Suspicions of their authenticity arose even during their publication in 1893. The "Notes" were studied by Włodzimierz Spasowicz, and Vladmir Kallash, both of whom came to the conclusion that they were forged. Analysis of the text revealed significant anachronisms (for example, Pushkin discusses the novels by Dumas “The Three Musketeers ” and Stendhal's “ The Charterhouse of Parma”, written after his death) and the coincidence of some ideas with the diaries of the publisher of the notes - Rosset's daughter, Olga Nikolaevna Smirnova.

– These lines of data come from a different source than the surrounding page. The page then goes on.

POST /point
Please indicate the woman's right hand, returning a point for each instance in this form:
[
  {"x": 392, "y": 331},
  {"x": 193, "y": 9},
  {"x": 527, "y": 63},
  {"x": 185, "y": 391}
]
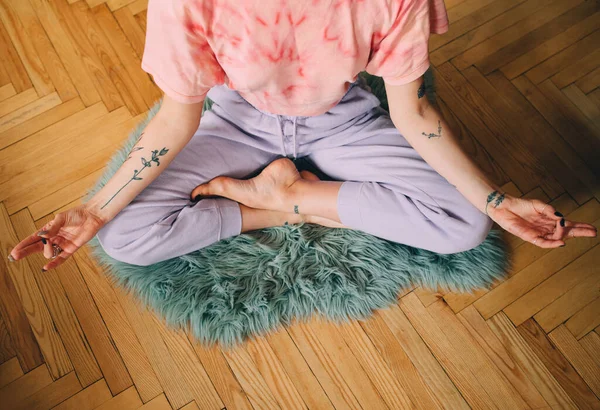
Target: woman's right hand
[{"x": 69, "y": 230}]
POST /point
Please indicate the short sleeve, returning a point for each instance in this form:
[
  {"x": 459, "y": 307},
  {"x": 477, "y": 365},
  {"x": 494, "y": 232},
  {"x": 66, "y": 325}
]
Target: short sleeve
[
  {"x": 177, "y": 53},
  {"x": 400, "y": 52}
]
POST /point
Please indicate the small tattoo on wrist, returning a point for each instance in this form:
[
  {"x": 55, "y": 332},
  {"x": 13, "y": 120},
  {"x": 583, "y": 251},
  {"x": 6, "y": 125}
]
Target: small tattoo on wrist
[
  {"x": 421, "y": 90},
  {"x": 432, "y": 135}
]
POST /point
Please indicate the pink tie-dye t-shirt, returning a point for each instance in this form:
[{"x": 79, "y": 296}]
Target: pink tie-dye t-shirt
[{"x": 288, "y": 57}]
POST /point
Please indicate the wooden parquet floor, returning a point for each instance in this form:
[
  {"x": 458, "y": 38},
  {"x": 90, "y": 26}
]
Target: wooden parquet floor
[{"x": 519, "y": 81}]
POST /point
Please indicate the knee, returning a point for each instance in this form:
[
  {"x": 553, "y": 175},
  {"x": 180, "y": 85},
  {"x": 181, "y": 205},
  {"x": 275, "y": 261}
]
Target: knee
[
  {"x": 120, "y": 245},
  {"x": 465, "y": 233}
]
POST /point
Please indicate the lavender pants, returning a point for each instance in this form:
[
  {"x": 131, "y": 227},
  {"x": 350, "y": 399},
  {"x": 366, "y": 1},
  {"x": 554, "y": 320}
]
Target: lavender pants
[{"x": 390, "y": 191}]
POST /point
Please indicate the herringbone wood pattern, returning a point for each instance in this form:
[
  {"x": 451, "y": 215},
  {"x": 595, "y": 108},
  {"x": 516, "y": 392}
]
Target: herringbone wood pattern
[{"x": 517, "y": 79}]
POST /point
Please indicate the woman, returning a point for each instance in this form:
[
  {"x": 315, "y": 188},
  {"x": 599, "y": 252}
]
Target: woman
[{"x": 282, "y": 77}]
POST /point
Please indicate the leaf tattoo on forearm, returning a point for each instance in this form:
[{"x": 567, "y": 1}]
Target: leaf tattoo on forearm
[
  {"x": 136, "y": 173},
  {"x": 432, "y": 135}
]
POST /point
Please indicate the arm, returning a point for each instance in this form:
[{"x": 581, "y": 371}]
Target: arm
[
  {"x": 425, "y": 129},
  {"x": 164, "y": 137}
]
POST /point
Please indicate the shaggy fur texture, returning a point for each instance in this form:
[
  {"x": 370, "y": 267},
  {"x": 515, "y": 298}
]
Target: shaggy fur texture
[{"x": 253, "y": 283}]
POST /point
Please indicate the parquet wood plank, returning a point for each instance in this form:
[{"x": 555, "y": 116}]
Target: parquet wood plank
[
  {"x": 577, "y": 356},
  {"x": 483, "y": 32},
  {"x": 576, "y": 298},
  {"x": 589, "y": 82},
  {"x": 91, "y": 158},
  {"x": 115, "y": 5},
  {"x": 586, "y": 183},
  {"x": 561, "y": 60},
  {"x": 495, "y": 383},
  {"x": 29, "y": 111},
  {"x": 51, "y": 62},
  {"x": 191, "y": 368},
  {"x": 121, "y": 331},
  {"x": 70, "y": 56},
  {"x": 407, "y": 356},
  {"x": 483, "y": 122},
  {"x": 52, "y": 394},
  {"x": 15, "y": 318},
  {"x": 22, "y": 42},
  {"x": 528, "y": 278},
  {"x": 575, "y": 71},
  {"x": 584, "y": 321},
  {"x": 557, "y": 365},
  {"x": 452, "y": 360},
  {"x": 132, "y": 30},
  {"x": 392, "y": 392},
  {"x": 526, "y": 358},
  {"x": 10, "y": 371},
  {"x": 585, "y": 105},
  {"x": 591, "y": 344},
  {"x": 141, "y": 81},
  {"x": 501, "y": 357},
  {"x": 298, "y": 370},
  {"x": 550, "y": 103},
  {"x": 91, "y": 322},
  {"x": 7, "y": 351},
  {"x": 554, "y": 287},
  {"x": 12, "y": 66},
  {"x": 556, "y": 44},
  {"x": 274, "y": 374},
  {"x": 17, "y": 101},
  {"x": 88, "y": 398},
  {"x": 24, "y": 386},
  {"x": 92, "y": 46},
  {"x": 63, "y": 316},
  {"x": 31, "y": 299},
  {"x": 227, "y": 385},
  {"x": 40, "y": 122},
  {"x": 473, "y": 147},
  {"x": 36, "y": 145},
  {"x": 7, "y": 91},
  {"x": 538, "y": 156},
  {"x": 64, "y": 196},
  {"x": 161, "y": 403},
  {"x": 533, "y": 37},
  {"x": 171, "y": 379},
  {"x": 521, "y": 257},
  {"x": 127, "y": 400},
  {"x": 253, "y": 383}
]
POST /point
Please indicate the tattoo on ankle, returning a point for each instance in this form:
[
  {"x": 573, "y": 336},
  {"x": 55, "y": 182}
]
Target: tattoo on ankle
[
  {"x": 136, "y": 173},
  {"x": 432, "y": 135},
  {"x": 421, "y": 91},
  {"x": 490, "y": 198}
]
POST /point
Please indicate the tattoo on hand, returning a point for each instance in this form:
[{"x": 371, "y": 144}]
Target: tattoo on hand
[
  {"x": 136, "y": 173},
  {"x": 432, "y": 135},
  {"x": 421, "y": 91}
]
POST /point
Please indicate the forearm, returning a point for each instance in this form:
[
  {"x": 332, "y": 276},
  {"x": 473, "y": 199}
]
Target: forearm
[
  {"x": 163, "y": 138},
  {"x": 433, "y": 139}
]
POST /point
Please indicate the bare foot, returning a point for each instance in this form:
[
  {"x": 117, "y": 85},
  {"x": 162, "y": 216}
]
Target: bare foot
[{"x": 269, "y": 190}]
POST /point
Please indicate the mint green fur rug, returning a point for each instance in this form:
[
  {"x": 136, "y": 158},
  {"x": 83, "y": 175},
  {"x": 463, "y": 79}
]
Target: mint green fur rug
[{"x": 253, "y": 283}]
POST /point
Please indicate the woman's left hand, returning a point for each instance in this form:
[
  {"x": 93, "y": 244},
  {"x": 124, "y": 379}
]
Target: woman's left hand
[{"x": 537, "y": 222}]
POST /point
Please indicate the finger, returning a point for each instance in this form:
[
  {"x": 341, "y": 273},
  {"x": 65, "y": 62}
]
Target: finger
[
  {"x": 547, "y": 243},
  {"x": 17, "y": 251},
  {"x": 53, "y": 227},
  {"x": 54, "y": 263},
  {"x": 22, "y": 252},
  {"x": 547, "y": 210}
]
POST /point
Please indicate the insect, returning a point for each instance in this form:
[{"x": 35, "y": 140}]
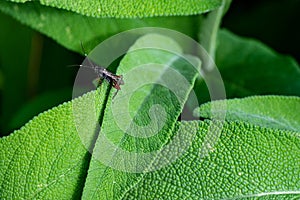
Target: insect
[{"x": 115, "y": 80}]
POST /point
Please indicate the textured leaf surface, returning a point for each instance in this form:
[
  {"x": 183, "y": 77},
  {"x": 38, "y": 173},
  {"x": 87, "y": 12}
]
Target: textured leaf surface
[
  {"x": 155, "y": 66},
  {"x": 248, "y": 161},
  {"x": 45, "y": 159},
  {"x": 69, "y": 28},
  {"x": 132, "y": 8},
  {"x": 270, "y": 111},
  {"x": 248, "y": 67}
]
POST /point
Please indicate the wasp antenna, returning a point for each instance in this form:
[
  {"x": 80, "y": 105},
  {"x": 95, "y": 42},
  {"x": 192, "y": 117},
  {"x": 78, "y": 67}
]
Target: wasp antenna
[{"x": 84, "y": 52}]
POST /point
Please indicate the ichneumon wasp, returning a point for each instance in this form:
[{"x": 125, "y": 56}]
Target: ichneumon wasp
[{"x": 102, "y": 73}]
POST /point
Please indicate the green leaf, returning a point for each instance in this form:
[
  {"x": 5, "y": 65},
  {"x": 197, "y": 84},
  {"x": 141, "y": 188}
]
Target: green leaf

Apparently, this is partly a falsification on behalf of Olga Smirnova; if it is based on some oral stories of her mother, then it is hardly possible to identify them. Olga Nikolaevna herself, on the one hand, claimed that she had collected the scattered notes of her mother in different languages, translated and systematized them, on the other hand, that "she did not correct anything, did not change anything." Many researchers point out that the "Notes" bears the imprint of Olga Nikolaevna's personality and that the "Notes" differ sharply in style from the true memoirs of Alexandra Osipovna.

Opinions about the authenticity of the Notes were expressed by Dmitry Merezhkovsky, V. V. Sipovsky, A. O. Andreevich and V. A. Rozov.